24/9/10

Hay días en que es difícil decir yo y esperar a que el diapasón nos devuelva la constatación de que estamos afinados. Yo y unas ondas que se entremezclan con el mundo de un viernes: sus farolas apagadas, su viento que empieza a tomar carrerilla hasta que se pierde al final de la calle convertido ya en otoño.
Las cosas y nosotros. Cuando esta mañana he dicho yo iba en un transporte público con la mano derecha agarrada a una barra. Mentalmente iba repitiendo ese monosílabo tan personal sin que ninguno de los que me rodeaban sospechase nada. Cuántas cosas decimos sin que nos oiga nadie. Cuántas palabras salen de la oscuridad pero nunca llegan a ver la luz, se quedan en esa tierra ingrata y sin dueño que es el silencio. La reverberación de la palabra yo se sacude la melena delante de mis narices. ¿Qué ejercicios de vanidad son estos? Contando con que hoy es el quinto día de la semana y que hace viento (su motivo no es otro que acercar esas nubes que desde por la mañana jugaban con el pelo de las montañas que hay al norte de la ciudad) y que no encuentro más excusas para asumir que ando desafinado, diré que días como el de hoy ofrecen la posibilidad de aprender algo. Mi sonido es parte del sonido del mundo, aunque sólo esa una semicorchea que alguien olvidó en la línea más baja de un pentagrama. Una mujer me dijo hace poco que abuso de las alegorías como Don Quijote abusaba de su bálsamo, la segunda parte no la dijo pero me hubiese gustado. Los ejemplos afinan el paisaje. Los ejemplos son el tomate del pan y quizá también el hambre.

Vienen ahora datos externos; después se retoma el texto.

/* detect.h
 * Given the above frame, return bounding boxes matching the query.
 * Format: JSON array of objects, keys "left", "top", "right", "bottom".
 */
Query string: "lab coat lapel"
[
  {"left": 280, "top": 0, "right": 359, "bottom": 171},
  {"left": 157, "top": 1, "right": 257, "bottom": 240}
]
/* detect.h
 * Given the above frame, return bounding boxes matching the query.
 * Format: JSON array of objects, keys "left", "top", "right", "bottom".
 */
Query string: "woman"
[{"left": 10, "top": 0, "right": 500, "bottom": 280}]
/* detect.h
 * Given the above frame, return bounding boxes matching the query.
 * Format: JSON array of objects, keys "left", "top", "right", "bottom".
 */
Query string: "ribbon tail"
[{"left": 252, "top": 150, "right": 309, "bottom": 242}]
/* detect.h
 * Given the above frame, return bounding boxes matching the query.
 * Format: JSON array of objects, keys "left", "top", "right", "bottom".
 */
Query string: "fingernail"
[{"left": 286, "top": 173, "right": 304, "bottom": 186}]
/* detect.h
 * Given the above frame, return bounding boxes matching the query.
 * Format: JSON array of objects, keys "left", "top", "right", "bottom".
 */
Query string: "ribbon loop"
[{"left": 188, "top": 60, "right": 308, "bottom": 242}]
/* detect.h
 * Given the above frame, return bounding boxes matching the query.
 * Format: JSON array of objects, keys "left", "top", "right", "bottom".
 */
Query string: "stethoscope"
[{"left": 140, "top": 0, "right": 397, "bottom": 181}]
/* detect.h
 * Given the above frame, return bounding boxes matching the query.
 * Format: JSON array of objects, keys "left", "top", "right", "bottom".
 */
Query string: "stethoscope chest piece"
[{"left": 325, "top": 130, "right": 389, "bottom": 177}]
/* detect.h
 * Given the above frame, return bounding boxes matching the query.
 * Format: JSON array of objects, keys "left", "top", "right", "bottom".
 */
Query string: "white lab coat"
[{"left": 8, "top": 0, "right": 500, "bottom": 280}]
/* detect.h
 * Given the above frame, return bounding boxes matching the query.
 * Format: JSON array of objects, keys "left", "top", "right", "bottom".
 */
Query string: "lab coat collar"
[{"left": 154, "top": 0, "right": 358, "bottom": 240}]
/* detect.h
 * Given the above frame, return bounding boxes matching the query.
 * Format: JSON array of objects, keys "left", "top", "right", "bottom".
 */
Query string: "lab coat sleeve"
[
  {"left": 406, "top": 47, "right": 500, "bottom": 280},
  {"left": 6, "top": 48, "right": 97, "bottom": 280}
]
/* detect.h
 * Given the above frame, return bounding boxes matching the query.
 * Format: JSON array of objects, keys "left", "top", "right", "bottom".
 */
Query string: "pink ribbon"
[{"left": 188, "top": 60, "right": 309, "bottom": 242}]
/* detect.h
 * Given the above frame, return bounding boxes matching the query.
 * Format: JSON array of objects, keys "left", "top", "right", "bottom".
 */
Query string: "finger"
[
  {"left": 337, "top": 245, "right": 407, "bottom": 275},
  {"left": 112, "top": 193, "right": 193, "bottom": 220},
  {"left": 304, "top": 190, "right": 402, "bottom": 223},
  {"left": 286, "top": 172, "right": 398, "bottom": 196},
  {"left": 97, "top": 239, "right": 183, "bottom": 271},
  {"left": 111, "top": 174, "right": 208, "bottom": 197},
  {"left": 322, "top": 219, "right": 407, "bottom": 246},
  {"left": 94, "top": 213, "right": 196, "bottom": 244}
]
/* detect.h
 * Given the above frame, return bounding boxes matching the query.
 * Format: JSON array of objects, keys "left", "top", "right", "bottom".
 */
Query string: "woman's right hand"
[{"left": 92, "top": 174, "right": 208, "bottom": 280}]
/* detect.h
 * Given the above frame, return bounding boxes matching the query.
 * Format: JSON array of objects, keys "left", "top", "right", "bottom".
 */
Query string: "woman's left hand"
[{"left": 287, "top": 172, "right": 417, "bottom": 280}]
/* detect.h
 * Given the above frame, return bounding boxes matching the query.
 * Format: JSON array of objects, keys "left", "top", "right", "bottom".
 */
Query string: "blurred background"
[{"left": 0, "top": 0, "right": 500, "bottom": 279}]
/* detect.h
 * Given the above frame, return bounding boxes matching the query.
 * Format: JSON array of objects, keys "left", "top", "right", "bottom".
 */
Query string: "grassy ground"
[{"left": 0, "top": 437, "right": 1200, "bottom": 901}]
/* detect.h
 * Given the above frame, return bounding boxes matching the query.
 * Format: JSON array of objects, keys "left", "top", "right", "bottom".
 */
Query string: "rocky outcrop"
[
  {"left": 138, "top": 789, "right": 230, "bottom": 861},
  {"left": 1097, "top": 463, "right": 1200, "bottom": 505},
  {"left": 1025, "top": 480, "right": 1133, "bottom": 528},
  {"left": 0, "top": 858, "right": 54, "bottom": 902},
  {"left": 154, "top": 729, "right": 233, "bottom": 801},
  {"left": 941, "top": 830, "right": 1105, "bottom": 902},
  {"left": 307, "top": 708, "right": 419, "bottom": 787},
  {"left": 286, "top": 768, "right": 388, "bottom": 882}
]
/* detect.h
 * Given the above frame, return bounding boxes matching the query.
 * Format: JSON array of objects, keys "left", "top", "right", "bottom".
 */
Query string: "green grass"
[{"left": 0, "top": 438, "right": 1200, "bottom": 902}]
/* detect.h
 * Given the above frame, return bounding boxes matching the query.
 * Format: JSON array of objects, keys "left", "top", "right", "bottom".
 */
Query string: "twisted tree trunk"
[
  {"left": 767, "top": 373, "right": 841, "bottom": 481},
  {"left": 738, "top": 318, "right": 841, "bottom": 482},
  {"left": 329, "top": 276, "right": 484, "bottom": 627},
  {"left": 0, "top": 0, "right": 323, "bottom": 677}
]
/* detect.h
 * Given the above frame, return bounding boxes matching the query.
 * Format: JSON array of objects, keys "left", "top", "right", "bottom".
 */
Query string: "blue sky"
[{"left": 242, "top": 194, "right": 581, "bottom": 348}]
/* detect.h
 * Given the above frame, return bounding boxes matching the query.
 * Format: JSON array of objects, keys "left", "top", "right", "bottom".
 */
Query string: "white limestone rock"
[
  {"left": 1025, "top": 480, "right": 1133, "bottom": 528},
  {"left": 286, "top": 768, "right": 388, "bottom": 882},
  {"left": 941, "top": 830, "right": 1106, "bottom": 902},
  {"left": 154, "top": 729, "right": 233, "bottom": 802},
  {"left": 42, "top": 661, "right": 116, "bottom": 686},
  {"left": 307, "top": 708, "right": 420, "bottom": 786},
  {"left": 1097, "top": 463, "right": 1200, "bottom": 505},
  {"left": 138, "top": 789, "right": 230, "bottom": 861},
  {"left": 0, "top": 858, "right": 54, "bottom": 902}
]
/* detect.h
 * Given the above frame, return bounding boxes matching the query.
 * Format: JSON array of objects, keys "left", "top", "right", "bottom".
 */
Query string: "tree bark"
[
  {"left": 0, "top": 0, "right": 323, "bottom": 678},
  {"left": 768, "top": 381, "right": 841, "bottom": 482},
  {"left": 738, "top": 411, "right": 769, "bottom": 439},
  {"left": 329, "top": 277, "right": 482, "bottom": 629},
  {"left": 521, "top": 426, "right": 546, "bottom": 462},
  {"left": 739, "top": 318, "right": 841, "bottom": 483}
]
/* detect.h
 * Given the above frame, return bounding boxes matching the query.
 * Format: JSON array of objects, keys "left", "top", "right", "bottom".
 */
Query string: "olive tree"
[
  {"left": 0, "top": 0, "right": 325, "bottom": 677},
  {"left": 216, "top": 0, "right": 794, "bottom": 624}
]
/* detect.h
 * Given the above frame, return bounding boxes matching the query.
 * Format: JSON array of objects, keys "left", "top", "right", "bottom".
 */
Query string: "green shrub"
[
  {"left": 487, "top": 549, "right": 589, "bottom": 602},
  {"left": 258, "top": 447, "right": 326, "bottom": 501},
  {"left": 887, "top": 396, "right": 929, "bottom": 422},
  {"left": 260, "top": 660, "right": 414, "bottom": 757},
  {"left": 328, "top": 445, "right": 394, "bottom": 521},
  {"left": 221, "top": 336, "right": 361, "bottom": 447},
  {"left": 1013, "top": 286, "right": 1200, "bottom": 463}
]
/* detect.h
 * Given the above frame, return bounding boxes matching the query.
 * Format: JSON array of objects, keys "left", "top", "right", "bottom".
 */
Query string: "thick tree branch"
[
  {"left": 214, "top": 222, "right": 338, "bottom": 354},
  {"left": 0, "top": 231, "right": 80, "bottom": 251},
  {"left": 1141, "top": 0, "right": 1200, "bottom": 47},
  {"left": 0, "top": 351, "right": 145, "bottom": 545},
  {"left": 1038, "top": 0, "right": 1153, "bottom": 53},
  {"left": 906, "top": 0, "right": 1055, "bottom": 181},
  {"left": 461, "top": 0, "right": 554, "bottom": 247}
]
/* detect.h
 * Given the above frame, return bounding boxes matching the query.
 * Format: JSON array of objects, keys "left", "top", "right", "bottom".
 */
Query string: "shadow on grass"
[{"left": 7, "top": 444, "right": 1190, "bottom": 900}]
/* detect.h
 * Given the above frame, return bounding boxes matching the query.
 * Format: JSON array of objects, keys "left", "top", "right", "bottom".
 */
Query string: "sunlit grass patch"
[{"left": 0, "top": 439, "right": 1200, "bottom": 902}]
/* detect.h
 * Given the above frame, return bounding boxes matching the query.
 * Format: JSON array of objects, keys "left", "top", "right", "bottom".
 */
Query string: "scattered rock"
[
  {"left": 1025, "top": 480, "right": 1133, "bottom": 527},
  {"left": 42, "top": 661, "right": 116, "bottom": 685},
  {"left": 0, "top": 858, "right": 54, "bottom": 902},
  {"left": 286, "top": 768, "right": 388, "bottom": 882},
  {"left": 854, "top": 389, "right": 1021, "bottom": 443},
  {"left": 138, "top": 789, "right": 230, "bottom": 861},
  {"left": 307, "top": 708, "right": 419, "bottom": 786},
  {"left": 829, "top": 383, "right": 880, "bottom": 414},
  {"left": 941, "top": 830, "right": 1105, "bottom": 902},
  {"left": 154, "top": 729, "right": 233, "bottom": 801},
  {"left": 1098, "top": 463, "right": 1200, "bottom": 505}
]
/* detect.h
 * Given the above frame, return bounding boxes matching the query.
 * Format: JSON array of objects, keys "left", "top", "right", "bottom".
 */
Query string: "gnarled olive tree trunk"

Me parece que no volveré a estar afinado hasta dentro de unos días. Iré viendo. Iré probando cuando me encuentre solo en un ascensor o cuando recorra la explanada de un aparcamiento subterráneo. Cuando mi yo suene bien bajo tierra volveré a ser esa hombre nuevo al que las palabras sacan brillo, palabras como conserjes a punto de jubilarse que limpian con mimo los dorados de un portón o la manivela de su propia portería. Qué paz pensarlo. Qué ansia de esperar al frío metido en un chiscón (¿se llamaban chiscones a las garitas de los porteros, a esas casas miniaturizadas en las que huele a sopa y suena siempre la radio?) mientras se mastican en silencio palabras al azar para comprobar que seguimos sonando. A cuántos lugares viajaría con mis palabras: con estas y con las que no digo, con las que pruebo y luego desecho en un cubo, con las que se me caen, con las abortivas y las insulsas, con las que pesan tanto que me producen espasmos.
Mañana será ese otro día del que tanto hablan. Que mis yoes duerman de un tirón, que se extermine cualquier posibilidad de sueño o ficción involuntaria en la que se ponga en peligro su pureza. Mañana la bella rutina volverá a accionar la palanca de la noria.